6000/58
Zwei Zahlen aus der aktuellen politischen Diskussion:
6000 Euro wurden gerade ins Gespräch gebracht als Abwrackprämie, um den Absatz von Elektroautos anzukurbeln. Immerhin nagen Teile der hiesigen Industrie (nach Ausschüttung der unvermeidlichen Milliarden-Dividenden, versteht sich) vorgeblich am Hungertuch und müssen dringend vom Staat gerettet werden, der sich doch sonst gefälligst aus dem heiligen Marktgeschehen herauszuhalten habe. Nun sollen also einmal mehr sämtliche Steuerzahlenden Geld in einen Topf werfen, aus dem dann diejenigen beschenkt werden, die ohnehin wohlhabend genug sind, sich einen Neuwagen leisten zu können – als ob derlei Umverteilung nach oben nicht ohnehin Business as usual wäre.
Von nur einer einzigen solchen Abwrackprämie könnte man achteinhalb Jahre lang ein Deutschlandticket zum 2025er Preis von 58 Euro bezahlen und bekäme noch Wechselgeld raus. Zehn Jahre lang sogar zum 2024er Tarif; aber einige Herrschaften, die qua Amtes sowohl über Dienstwagen als auch über die Bahncard 100 für lau verfügen, hielten es gerade für angemessen, das D-Ticket um geschlagene 18 Prozent zu verteuern.

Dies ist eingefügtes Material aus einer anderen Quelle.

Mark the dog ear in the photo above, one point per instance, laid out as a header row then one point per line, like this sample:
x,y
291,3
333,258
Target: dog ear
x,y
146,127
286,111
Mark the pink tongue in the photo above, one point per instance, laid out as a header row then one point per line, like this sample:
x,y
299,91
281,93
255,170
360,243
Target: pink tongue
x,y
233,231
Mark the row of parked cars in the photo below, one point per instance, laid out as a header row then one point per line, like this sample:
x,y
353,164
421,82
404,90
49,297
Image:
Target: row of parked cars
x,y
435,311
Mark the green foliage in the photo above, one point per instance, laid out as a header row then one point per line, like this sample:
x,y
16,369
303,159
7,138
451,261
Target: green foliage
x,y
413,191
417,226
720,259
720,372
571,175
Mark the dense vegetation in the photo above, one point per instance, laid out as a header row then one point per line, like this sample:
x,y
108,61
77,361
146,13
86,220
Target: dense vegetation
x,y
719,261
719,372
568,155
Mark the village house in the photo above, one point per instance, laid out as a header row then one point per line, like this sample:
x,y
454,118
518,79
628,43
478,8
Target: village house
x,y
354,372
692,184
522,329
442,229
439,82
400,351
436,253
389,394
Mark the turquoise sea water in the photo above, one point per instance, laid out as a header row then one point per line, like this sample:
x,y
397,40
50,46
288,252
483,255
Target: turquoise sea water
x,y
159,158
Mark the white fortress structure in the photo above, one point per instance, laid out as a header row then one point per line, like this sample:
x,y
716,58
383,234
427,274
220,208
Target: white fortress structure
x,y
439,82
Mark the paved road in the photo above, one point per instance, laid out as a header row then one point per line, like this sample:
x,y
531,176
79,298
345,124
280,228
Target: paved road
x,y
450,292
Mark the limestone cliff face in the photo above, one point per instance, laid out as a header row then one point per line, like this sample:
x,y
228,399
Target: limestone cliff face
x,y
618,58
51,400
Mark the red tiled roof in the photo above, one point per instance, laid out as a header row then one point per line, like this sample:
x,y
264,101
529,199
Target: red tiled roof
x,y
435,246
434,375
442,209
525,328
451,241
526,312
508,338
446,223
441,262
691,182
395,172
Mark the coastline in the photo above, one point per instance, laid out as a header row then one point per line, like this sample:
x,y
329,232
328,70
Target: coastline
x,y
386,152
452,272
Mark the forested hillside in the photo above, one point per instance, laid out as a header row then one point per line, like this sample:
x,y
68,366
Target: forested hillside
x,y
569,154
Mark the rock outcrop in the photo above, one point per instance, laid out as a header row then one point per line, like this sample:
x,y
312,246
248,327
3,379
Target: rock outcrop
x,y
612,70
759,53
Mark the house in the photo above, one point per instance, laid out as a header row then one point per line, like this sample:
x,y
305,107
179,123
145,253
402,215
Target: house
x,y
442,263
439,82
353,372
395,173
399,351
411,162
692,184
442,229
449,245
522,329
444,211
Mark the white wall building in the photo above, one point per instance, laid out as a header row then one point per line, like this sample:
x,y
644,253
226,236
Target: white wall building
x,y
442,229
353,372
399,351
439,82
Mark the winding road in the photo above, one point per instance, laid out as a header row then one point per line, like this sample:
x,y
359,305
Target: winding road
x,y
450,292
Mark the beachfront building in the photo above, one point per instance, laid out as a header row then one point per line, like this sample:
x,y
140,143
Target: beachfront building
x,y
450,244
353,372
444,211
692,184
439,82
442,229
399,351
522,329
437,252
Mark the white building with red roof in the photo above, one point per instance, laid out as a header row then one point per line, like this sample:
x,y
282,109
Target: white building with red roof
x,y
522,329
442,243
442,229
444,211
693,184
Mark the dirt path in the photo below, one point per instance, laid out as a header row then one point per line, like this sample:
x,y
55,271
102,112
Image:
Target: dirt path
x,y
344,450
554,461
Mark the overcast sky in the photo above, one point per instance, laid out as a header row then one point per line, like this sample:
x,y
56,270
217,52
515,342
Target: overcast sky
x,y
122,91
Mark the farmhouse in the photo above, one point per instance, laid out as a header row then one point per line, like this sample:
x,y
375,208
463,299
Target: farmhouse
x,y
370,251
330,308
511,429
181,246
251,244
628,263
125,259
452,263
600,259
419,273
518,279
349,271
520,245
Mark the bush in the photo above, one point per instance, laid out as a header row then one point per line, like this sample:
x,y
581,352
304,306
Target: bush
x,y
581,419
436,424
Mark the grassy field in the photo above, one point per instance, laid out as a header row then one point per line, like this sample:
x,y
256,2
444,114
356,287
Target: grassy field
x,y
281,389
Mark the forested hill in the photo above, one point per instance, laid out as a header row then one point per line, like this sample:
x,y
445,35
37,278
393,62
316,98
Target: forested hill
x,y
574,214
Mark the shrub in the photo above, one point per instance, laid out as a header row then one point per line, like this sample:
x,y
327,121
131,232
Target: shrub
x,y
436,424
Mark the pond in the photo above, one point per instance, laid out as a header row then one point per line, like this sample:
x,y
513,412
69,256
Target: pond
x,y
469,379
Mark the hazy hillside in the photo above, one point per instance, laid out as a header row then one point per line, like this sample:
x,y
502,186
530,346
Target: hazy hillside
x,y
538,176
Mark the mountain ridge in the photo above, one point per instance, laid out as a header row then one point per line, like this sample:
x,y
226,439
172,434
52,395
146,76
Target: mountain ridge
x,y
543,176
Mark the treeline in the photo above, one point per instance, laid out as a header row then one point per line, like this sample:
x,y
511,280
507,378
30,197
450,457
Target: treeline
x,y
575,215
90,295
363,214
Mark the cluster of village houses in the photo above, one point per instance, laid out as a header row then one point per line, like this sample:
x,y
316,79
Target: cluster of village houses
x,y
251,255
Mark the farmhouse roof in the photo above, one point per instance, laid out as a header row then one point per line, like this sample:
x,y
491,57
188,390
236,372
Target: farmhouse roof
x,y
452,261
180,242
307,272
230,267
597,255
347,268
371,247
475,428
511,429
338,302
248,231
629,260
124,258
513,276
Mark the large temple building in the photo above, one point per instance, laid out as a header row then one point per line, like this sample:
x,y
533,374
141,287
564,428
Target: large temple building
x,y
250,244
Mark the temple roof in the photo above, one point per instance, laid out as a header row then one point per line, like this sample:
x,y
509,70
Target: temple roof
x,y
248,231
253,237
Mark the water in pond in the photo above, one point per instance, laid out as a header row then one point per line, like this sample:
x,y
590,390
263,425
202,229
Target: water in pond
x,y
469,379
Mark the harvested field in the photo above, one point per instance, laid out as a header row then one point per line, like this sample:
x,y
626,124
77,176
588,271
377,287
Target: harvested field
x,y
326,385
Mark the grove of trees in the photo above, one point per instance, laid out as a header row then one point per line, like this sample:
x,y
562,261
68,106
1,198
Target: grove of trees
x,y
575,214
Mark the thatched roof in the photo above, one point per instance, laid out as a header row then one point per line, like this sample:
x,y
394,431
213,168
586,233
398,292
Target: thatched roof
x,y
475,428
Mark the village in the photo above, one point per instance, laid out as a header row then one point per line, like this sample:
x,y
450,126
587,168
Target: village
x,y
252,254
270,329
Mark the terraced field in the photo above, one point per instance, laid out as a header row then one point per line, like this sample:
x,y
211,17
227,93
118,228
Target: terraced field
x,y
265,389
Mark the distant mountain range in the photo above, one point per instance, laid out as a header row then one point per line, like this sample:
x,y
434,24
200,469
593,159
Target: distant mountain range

Wer in Deutschland kein Auto unterhalten kann, soll offensichtlich auch sonst keinen Anspruch auf Mobilität haben.
Und beides zusammen nehme ich als ein weiteres klares Indiz dafür, dass eine echte Verkehrswende, die sozial wie ökologisch, lokal wie global seit Jahrzehnten überfällig ist, hierzulande keine Chance hat, Mehrheiten zu finden.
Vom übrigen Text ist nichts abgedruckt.